Kemudian Inspektur Megure menggumam sesuatu, setelah mendengar jawaban tersebut. "Inspektur! Dari penyelidikan, luka goresan pada leher merupakan bekas goresan kuku—dilihat dari bentuknya. Goresannya cukup dalam hingga mengenai urat." Ucap penyelidik 1. "Kemudian, di bawah tempat tidur korban terdapat pisau yang berlumuran darah yang sudah mengering." Ujar penyelidik 2 sambil memperlihatkan pisau yang sudah dimasukkan ke dalam plastik bening kepada Inspektur Pada bantal tidur korban juga terdapat cipratan darah.

"Apakah darah yang terdapat pada pisau tersebut milik korban?"

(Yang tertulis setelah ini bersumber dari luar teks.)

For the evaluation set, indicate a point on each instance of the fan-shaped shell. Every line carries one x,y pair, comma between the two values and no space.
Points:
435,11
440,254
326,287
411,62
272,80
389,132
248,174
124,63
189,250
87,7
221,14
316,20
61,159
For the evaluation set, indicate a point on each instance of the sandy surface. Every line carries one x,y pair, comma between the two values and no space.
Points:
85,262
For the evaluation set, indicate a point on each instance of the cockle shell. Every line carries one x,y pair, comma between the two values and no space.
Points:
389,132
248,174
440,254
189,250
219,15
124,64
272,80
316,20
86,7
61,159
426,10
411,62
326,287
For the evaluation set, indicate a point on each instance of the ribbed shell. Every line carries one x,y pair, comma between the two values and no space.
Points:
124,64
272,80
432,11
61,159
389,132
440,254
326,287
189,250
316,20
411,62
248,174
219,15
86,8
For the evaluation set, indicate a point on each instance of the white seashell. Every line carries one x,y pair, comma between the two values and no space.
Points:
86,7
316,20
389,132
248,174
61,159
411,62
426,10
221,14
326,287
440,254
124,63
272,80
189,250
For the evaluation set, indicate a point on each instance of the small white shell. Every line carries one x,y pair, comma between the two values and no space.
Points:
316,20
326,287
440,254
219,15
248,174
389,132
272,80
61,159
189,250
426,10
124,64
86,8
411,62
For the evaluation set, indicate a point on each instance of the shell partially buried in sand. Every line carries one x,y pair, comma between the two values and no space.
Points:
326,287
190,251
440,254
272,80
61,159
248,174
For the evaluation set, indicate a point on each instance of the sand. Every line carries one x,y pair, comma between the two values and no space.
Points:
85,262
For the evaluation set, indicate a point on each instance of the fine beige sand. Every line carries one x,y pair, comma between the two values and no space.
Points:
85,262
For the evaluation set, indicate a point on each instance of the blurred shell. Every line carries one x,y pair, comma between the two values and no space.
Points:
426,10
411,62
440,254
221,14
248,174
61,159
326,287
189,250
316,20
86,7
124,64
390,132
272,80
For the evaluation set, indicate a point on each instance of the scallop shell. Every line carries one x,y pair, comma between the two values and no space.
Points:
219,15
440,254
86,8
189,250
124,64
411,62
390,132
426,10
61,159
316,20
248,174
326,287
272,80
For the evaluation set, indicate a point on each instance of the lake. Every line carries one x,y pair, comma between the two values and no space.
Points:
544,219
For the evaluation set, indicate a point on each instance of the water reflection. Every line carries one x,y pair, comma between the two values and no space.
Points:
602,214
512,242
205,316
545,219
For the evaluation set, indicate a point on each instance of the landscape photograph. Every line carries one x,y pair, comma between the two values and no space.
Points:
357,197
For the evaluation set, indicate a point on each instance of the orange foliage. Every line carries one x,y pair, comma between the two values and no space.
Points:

"Ya. Dari pemeriksaan memang milik korban." Jawab penyeldik 2.

"Hmm. Baiklah, untuk sementara penyelidikan hari ini selesai Kami akan kembali lagi nanti. Anda dimohon untuk tidak merusak TKP." ucap Inspektur Megure kepada Ageha Furu. "Dan untuk kalian berdua—opsir polisi—jaga keamanan TKP, pastikan tidak ada orang lain yang masuk, juga awasi kegiatan Ageha." Kemudian, diakhirilah penyelidikan pertama hari itu.

.

.

"Hmph. Akhirnya si tikus masochist itu mati juga. Penggemar mistis memang harusnya berada di dunia fana."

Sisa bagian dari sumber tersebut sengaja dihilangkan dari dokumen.